The New Testament of Codex Sinaiticus has four well-designed sub-collections: four Gospels, fourteen Pauline letters (including Hebrews), Acts + seven Catholic Epistles, and Revelation (as well as two additional ecclesial writings, added at the end). Other ancient manuscripts place Paul after Acts and the Catholic Epistles. Whereas literary canons of the writers of classical authors were largely priority lists that were in principle open or arbitrary, the second- and third-century Christian New Testament and scriptural canon tended to draw a sharp distinction between books being included and books excluded from the sub-canonical collections of sacred Scriptures. Another distinctive feature was the Christian endorsement, from earliest times, of a new book format for their Scriptures, abandoning the standard scroll for the so-called codex, or leaf-form of book - that is, the modern book format, with text written on both sides of the page. As the early Christian movement used the new book format even for the Jewish Scriptures, some scholars have described this as a physical conquest of the old Scriptures by the church. The codex eventually attained the position of a sacred artefact, and was soon depicted as the symbol of the word of God in Christian art. As early Christians were "constitutionally oriented to texts," Scripture reading and interpretation continued to be at the heart of corporate worship, missionary preaching and apologetical discourse. When the new religious movement became culturally endorsed from the late Roman period onwards, the Christian codex and Scriptures eventually emerged as "the great code," variously inspiring a broad range of literary and other societal domains.

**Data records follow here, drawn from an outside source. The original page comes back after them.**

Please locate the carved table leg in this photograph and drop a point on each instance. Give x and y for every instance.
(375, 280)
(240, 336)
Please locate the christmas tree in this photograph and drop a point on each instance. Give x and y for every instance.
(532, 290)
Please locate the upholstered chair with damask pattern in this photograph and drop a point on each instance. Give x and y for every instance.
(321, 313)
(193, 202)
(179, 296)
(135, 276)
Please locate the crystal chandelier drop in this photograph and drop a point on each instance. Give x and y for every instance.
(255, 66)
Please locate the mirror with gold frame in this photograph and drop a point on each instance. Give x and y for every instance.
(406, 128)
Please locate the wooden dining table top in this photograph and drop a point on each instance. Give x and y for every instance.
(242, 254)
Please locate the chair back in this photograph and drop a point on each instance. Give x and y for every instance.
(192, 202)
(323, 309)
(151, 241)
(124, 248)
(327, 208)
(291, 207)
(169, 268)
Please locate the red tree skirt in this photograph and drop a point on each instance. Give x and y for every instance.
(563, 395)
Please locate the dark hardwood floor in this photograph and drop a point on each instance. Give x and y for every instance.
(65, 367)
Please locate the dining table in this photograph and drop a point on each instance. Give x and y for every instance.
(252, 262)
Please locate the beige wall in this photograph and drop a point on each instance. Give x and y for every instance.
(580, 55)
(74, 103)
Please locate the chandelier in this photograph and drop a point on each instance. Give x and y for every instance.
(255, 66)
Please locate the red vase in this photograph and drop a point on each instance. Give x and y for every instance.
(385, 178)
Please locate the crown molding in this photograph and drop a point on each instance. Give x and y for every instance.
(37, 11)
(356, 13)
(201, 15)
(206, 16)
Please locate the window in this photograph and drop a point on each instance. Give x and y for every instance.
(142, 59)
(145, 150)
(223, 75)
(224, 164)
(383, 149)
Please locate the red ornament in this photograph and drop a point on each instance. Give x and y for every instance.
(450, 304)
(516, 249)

A further peculiar textual feature in these early bible manuscripts was the regular highlighting of certain names or concepts. These so-called nomina sacra (sacred names) included words such as Jesus, Christ, God, Lord and Spirit. These were usually demarcated by contraction, first and last letters, supplied with a horizontal overbar, and were thus very visible, perhaps to instill respect and special reverence in the reader. The Greek name for Jesus, ΙΗϹΟΥϹ (Iesous), was written as ⲓ̅ⲥ̅, and those for God, Lord, Christ and Spirit as ⲑ̅ⲥ̅, ⲕ̅ⲥ̅, ⲭ̅ⲥ̅ and ⲡ̅ⲛ̅ⲁ̅, respectively. Some manuscripts added further emphases. In the sixth-century Codex PurpureusPetropolitanus, for example, these five nomina sacra were written in golden letters. These and a range of other textual-interpretative, ritual and paratextual aspects of the Christian Scriptures are discussed throughout the book as well as their impact on the wider Roman and Medieval literary cultures, and beyond.